To make things worse, billboards can only be set up around duplicates of the same machine. So if you want to have all your woodworking machines organized, you’ll need billboards for each equipment type.

Little big Workshop

blueprint management gets a bit cumbersome as you progress

A lot of the design of the game is built on a “fire and forget” strategy — that once you’ve set up production, you should never have to adjust things. However, that leads to a very weird mistake the designers made. Once a production has been started, there is no way to either easily change the machines used or reduce the number of goods being made. If you begin a massive order and then discover that someone has already built 10 of the market requests, there’s no way to alter the order without canceling the whole thing

In turn, this makes it worthless to do any mass production order, as the time spent can easily eat through all your cash reserves with no guarantee that those goods will be sellable.

I also want to point out that the game doesn’t do a good job of explaining the break/recovery system. All of a sudden my workers started to collapse from exhaustion when minutes ago everything was fine. Like-wise there are mover gnomes that you can hire, and despite having three buildings of production going on, I could not tell how many of them I really needed at one time.

The final problem with the game is perhaps the most disappointing and is one indictive of any Bullfrog sim game.

Lacking Logistics:

A key limitation found in any Bullfrog-styled game has always been a lack of depth. Once the player knows what to do, the core gameplay loop quickly becomes a repetitive set of tasks.
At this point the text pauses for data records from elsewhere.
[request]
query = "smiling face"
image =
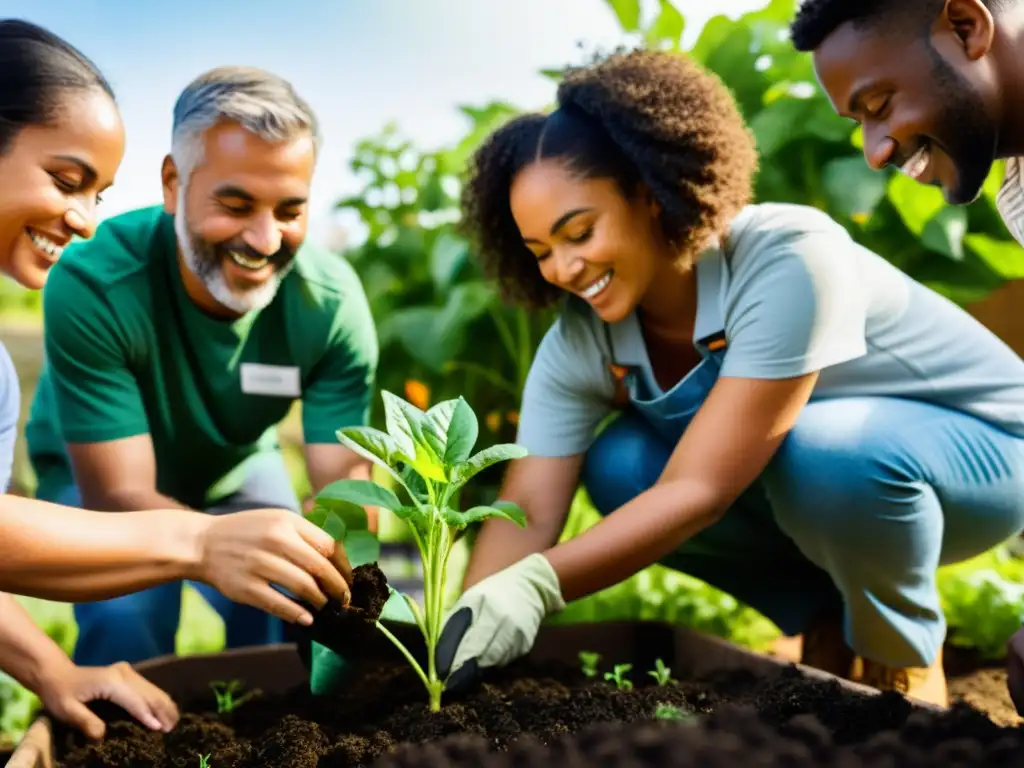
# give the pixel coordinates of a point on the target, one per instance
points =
(50, 180)
(241, 217)
(588, 238)
(926, 103)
This is one of the reasons why many indie games that have been inspired by these games have focused on emergent game design and behavior– allowing the player to craft their own ways of completing the game’s challenges.

The best examples of this kind of design would be Factorio and Kerbal Space Program. Both games give the player a set of items to use, and then gives them full creative reign to figure out ways of using them. A lesser, but still good example, would be Big Pharma, that rewarded players who could set up elaborate assembly lines.

LBW has a great foundation and aesthetic but is far too limited in terms of depth to keep your attention for the hours that it demands. There is no emergent behavior or greater depth to the game. Two Point also saw this problem, and the developers came up with a challenge mode that unlocks more features as a way of getting around the simplified loop.

By the time I finished the game, I was basically going through the motions and didn’t need to do anything else but handle a few minigame challenges.

It feels like the game is missing one more loop to put it over the top — either giving the player a greater sense of control at the factory level or more persistence at the global/market one.

For Sale By Owner

Little Big Workshop is a complete surprise out of left field for me, and the developers deserve praise for delivering on something so unique. If they can grow this design, there is potential to have an elevated take on the Bullfrog sim gameplay.

If you’re looking to get your logistics on, and don’t mind the simplified gameplay, then give this a game shot.